All the participants gave written informed consent to take part in the study and attended a baseline visit to undergo the evaluations. The appraisal was reiterated in 30 patients after 8 weeks of vortioxetine treatment 10‑20 mg per day.
The study was approved by the local ethics committee and performed following the ethical standards laid down in the 1964 Declaration of Helsinki and its later amendments and registered at ClinicalTrials.gov (NCT03187093).
Clinical Assessments
The severity of depression at baseline and changes after treatment were assessed with MADRS (30), Clinical Global Impression Severity (CGI-S) and Improvement (CGI-I) scales (31).
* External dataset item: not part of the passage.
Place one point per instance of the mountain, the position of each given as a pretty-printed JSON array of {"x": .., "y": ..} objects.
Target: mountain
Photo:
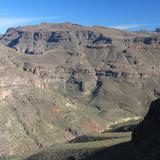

Perceived Deficit Questionnaire-5 (PDQ-5), which measures perceived difficulties of cognitive functioning, was used to evaluate subjective cognitive functioning (32). Functioning was rated using the Sheehan Disability Scale (SDS) (33).
Neuropsychological Assessments
To describe neurocognitive functioning, a battery of neuropsychological tests covering the most impaired cognitive domains in MDD was administered to all participants. The tests were managed using paper and pencil. The instruments included:
Rey Auditory Verbal Learning Test (RAVLT), to evaluate immediate verbal memory, retroactive and proactive interference effects, delayed recall, and recognition (34);
Trail Making Test B (TMT-B), to assess processing speed, executive function i.e., set-shifting (34);
Digit Symbol Substitution Test (DSST), to assess processing speed, executive function, learning, memory, attention, and concentration (34).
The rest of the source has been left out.